Sex and the City doesn’t need more skin. As Zacharek concludes, before going off on a tangent about Parker’s status as a producer, what the show mostly needs is less Carrie Bradshaw and more of her friends. In particular, we need more Miranda: for my money, Cynthia Nixon’s character is vastly more interesting and sympathetic (and sexy) than Parker’s Carrie. And Miranda has better taste in clothes.
Not a tremendously original thesis, I’ll grant you, but it had to be said.
June 26th, 2003
Matthew Baldwin watched Logan’s Run for the first time the other day:
I learned some astounding facts about the future.
- We will live in a domed city, which, judging from the opening shot of this film, will be seven inches high and surrounded by Hi-Ho Train Model trees.
[…]
- Apparently the whole “Death with Dignity” movement will have collapsed by 2274, since shuffling off the mortal coil in Logan’s Run entails the wearing of Stupidest Costume Ever, flying into the air, and exploding.

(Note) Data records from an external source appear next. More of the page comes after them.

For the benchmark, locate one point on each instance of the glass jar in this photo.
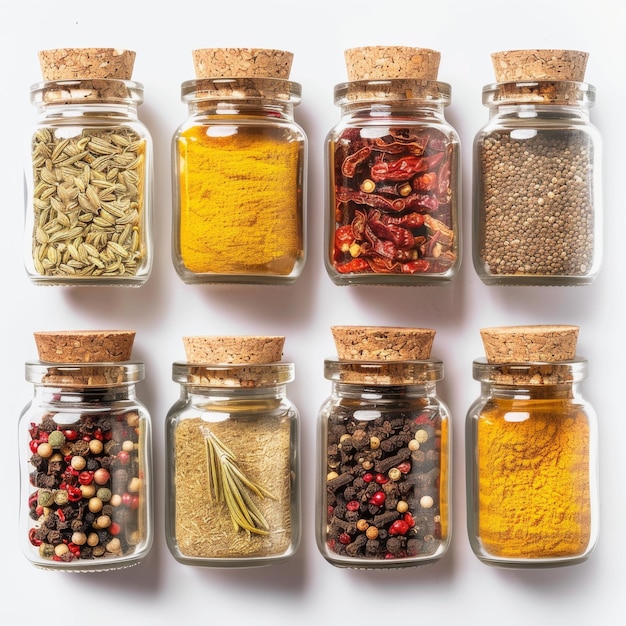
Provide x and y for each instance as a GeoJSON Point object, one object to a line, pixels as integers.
{"type": "Point", "coordinates": [240, 182]}
{"type": "Point", "coordinates": [85, 463]}
{"type": "Point", "coordinates": [383, 458]}
{"type": "Point", "coordinates": [531, 465]}
{"type": "Point", "coordinates": [88, 185]}
{"type": "Point", "coordinates": [233, 481]}
{"type": "Point", "coordinates": [537, 216]}
{"type": "Point", "coordinates": [393, 184]}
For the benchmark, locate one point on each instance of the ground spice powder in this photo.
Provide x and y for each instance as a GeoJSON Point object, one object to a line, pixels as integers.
{"type": "Point", "coordinates": [203, 526]}
{"type": "Point", "coordinates": [533, 479]}
{"type": "Point", "coordinates": [238, 202]}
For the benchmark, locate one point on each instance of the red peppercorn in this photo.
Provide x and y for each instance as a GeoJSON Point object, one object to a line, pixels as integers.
{"type": "Point", "coordinates": [378, 498]}
{"type": "Point", "coordinates": [399, 527]}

$DEITY knows, nobody could claim Logan’s Run as any sort of unappreciated gem. However, it wasn’t a total write-off. For a heterosexual boy of a certain age, no film which features Jenny Agutter taking her clothes off could ever be considered a total write-off.
Sad? Perhaps. True? Definitely…
June 26th, 2003
From Craigslist:
$500 / 0br - Large Manhattan Room (one catch)

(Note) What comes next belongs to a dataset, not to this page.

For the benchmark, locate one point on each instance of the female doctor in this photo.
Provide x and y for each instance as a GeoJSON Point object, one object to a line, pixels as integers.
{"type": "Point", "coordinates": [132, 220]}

Reply to: anon-12388299@craigslist.org
Date: Fri Jun 13 11:35:52 2003
I have a large 15×10 room in a relatively large East Village apartment for rent. The apartment has one full bath and a half bath which is in my room. There is a large common area. It’s a great space. There is one catch you should be aware of. […]
Just one catch .. but it’s a doozy!
[Via dutchbint.org]
June 25th, 2003
I’m fairly sure the hilarious image featured in this post is a Photoshop job. Mostly because I hadn’t heard of any feminist protesters at a PGA tournament rioting and tearing a passing chauvinist limb from limb…
June 25th, 2003
Patrick Farley has been watching The Animatrix:
Story 3: The Second Renaissance, Part 2: Dude — they were borrowing imagery from the Book of Revelation. Not just the Horsemen and the trumpets; there was also the fact that the Machine’s homeland was on the area which is today Iraq, and which in the Apocalypse is the place from which the Angels of Death arise from the River Euphrates to sweep out and kill one-quarter of humanity. Also: we see the Sun Woman, except she’s in a glowing gear, not the sun. Also, the blotting out of the sky — that’s one of the Trumpets of Tribulation and also one of the Bowls of Tribulation. Etc.

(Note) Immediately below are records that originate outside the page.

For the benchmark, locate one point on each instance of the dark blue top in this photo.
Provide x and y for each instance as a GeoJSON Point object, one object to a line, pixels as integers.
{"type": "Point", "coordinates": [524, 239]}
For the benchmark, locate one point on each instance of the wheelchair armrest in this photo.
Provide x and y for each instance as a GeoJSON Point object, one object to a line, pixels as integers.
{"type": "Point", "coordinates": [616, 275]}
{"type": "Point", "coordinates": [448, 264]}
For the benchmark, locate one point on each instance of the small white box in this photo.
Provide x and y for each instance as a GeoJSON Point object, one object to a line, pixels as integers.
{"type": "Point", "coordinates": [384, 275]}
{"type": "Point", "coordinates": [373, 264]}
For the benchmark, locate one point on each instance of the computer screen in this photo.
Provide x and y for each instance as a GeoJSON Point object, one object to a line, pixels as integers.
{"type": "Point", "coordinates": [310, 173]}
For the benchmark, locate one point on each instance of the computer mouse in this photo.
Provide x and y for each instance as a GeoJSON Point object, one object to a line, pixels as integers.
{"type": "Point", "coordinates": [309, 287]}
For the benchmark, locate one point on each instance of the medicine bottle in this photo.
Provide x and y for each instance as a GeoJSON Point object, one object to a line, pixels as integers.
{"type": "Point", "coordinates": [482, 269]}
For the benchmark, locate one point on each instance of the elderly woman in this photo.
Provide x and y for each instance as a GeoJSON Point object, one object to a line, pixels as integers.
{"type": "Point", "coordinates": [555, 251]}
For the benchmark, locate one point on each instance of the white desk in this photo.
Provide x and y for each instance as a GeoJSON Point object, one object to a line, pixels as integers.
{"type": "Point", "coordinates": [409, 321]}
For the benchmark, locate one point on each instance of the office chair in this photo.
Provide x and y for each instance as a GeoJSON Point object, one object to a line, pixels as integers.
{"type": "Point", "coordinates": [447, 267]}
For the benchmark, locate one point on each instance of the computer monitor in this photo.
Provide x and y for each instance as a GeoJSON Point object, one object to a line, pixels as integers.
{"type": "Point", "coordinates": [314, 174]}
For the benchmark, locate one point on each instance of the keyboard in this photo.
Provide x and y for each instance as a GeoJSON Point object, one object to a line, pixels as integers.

Also: I dug that scene where the robots take over the United Nations. That fucking ruled. Every child under the age of 5 in America should watch that scene, just like every child under the age of 5 should watch humans get hunted by monkeys in the original Planet of the Apes movie. (And of course, that excellent scene where the demolished Statue of Liberty appears on the beach. ALL American children should see that. It will give them a properly warped attitude towards icons of authority.)
Farley notes that seeing Final Flight of the Osiris had reminded him of his hope that Square Studios might one day have produced an animated HBO series based on Delta Thrives. That would have been something to see.
If you’re wondering who Patrick Farley is, what this Delta Thrives thing is, and how come he’s so knowledgeable about the signs of the Apocalypse, you really should visit Electric Sheep Comix and check out Delta Thrives and Apocamon. While you’re there, take a look at The Spiders (no relation to Vernor Vinge’s spiders) and Saturnalia and … pretty much everything he’s published.